I have some recorded voice in wav format
(over telephone line, english, many speaker, vocabulary: "IT, computer", but might be unlimited).
I just want to extract some words from the wav files so I can do some kind of approximate keywords search (text search) over the audio files. Is it possible with Sphinx? The accuracy is not so important, 40-50% of correctly recognized words would be OK.
If yes, could anyone provide me some simple example config file or code?
Thanks in advance for any suggestion.
Phuong Nguyen
If you would like to refer to this comment somewhere else in this project, copy and paste the following link:
I had implemented a "word spotter" in Sphinx, but it proved feasible only for a small acoustic model. I am told that research in the late 90s showed that doing full-blown recognition to convert speech to text and then doing normal text searching on the result proved more effective than word spotting.

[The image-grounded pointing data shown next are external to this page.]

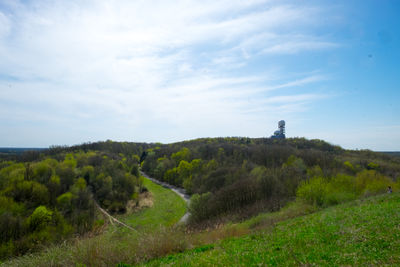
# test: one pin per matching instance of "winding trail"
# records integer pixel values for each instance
(111, 218)
(179, 191)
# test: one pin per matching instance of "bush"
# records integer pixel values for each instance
(313, 191)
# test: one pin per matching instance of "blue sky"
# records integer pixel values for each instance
(165, 71)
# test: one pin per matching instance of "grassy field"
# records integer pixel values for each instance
(360, 233)
(117, 243)
(167, 209)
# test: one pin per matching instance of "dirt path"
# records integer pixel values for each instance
(179, 191)
(111, 218)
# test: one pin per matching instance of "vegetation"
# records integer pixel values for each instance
(153, 238)
(235, 178)
(358, 233)
(49, 196)
(167, 209)
(51, 199)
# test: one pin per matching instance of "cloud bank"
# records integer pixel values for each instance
(76, 71)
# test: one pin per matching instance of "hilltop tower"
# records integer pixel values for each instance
(280, 134)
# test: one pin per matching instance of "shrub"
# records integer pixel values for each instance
(313, 191)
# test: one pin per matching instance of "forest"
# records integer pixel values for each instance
(51, 195)
(239, 177)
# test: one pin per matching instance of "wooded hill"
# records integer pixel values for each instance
(47, 196)
(241, 176)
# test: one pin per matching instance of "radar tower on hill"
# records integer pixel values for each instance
(280, 134)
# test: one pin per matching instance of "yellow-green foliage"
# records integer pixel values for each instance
(323, 191)
(370, 182)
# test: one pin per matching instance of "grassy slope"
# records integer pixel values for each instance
(359, 233)
(167, 209)
(117, 244)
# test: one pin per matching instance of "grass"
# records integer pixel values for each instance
(167, 209)
(359, 233)
(154, 238)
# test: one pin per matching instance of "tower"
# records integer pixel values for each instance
(280, 134)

I won't have time to give you some real good examples, but let me tell you what you'll want:
(1) you will probably need to use a 8 kHz acoustic model (since you mentioned it is telephone data). DO NOT UPSAMPLE WAVS to 16 kHz and use the 16 kHz models. There are several posts about which parameters to change to use the 8 kHz WSJ model.
(2) You will need a good n-gram model. The already built WSJ and HUB4 are probably inadequate, though it certainly wouldn't hurt to start with those to see what kind of accuracy you get. Training your own n-gram model means you need to have lots (preferably at least 1 million words) of text in your domain (IT, computer). The SRI-LM Toolkit or the CMU-Cambridge Lanugage Modelling toolkits are adequte. I believe there are a few posts on the matter.
(3) You may need to manually add some new words to the dictionary along with their corresponding pronunciation; I believe there were some recent posts about that as well.
(4) You will have to set up the speech recognizer. I do not currently have time to give an example config file. However, the Transcriber and WavFile demos are an excellent start for the code you would need to run. You would also need to use a frontend similar to the one found in those config files (making changes of course for the sample rate). The hellongram has an excellent example of what is involved in running a n-gram recognizer. You would essentially need to change the acoustic model, the actual language model and possibly the dictionary.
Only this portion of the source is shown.